In a directorial statement, Ofili says that “as a filmmaker, I’ve drawn from my own observations and personal connections to craft an authentic narrative that invites audiences to reflect on their own journeys of shaping and being shaped by life.”

It isn’t just at the Pan African Film & Arts Festival where female African directors are receiving extraordinary acclaim for their revolutionary visionary works. Mosunmola “Mo” Abudu has been described by Forbes as Africa’s most successful woman producer. She produced The Wedding Party, which was formerly the highestgrossing Nollywood film, and is the founder and CEO of EbonyLife Media, a Nigerian media conglomerate that has signed deals with Netflix, Sony Pictures, BBC Studios, and Will Smith and Jada Pinkett Smith’s Westbrook Studios, for the production of multiple films and television series set in or connected to Africa.

Wanuri Kahiu is a Kenyan filmmaker whose work has won numerous awards. Her 2018 film Rafiki tells of two Kenyan girls falling in love. It was initially banned in Kenya for containing homosexual material – but premiered at the Cannes Film Festival to a standing ovation. It was the first Kenyan film to feature at Cannes, and has since won multiple awards.
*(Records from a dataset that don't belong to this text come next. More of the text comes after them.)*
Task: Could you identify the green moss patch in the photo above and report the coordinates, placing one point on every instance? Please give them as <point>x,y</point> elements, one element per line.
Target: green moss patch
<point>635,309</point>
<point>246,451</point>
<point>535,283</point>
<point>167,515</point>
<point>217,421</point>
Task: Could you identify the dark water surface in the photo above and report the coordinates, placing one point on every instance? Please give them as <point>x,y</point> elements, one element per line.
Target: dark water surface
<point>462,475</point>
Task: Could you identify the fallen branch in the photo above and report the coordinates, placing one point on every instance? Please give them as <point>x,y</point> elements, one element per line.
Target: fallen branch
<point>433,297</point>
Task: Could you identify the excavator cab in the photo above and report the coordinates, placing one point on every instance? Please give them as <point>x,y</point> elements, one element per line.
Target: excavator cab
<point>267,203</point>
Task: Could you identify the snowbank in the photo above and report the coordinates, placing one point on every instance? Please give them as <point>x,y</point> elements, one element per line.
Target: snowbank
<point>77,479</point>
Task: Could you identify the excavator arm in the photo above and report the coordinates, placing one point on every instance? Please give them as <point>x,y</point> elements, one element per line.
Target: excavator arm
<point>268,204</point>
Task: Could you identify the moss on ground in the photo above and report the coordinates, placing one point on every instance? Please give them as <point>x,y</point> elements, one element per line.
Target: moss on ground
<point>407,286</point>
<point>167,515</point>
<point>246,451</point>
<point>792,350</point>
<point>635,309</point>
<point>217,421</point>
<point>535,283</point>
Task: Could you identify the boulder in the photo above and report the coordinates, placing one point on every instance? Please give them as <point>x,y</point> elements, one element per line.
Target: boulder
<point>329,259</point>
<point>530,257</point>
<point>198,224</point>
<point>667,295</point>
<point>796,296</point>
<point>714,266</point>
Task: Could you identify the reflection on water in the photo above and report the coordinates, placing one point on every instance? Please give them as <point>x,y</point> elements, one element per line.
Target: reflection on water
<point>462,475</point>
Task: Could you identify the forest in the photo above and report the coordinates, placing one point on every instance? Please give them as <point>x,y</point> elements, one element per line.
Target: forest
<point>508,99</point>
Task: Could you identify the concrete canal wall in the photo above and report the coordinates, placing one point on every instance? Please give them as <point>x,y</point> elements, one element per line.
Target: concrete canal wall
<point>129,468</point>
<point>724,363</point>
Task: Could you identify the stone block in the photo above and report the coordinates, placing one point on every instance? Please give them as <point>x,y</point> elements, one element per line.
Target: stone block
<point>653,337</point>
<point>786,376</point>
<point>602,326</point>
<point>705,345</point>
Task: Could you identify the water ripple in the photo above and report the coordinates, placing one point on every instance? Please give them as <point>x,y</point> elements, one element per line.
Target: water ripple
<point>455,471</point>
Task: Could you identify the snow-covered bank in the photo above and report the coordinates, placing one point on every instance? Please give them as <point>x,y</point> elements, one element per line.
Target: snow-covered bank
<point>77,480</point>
Kahiu is currently working on films and series for Universal Studios, Amazon, Netflix and Walt Disney Pictures, including a collaboration with Nigerian-American writer, Nnedi Okorafor.

Worldwide impact

Across the continent and the world, the emergence and continued success of films written and directed by African women are having an astounding impact. Their unique voices offer fresh perspectives and insights into the female African experience, drawing from their own lived experiences and cultural backgrounds. This authenticity resonates with audiences. The continent has experienced a cinematic revolution which paved the way for the unparalleled success of female directors, challenging decades of directorial domination by men. Women are reclaiming their narratives and redefining the image of Africa on screen, using the medium of film to portray the myriad challenges facing African societies, and in particular to advocate for the rights of women and girls to live free from violence and oppression.

Director Funke Akindele’s most recent film A Tribe Called Judah has just surpassed Black Panther: Wakanda Forever as the highest-grossing film in theatres across her native Nigeria. Mo Abudu has recently launched a new film label, Mo Abdu Films, that aims to broaden the spectrum of cinema by making more “personal and intimate” films that champion “the voices and perspectives of underrepresented communities”.

The future of African film is, it appears, definitely female.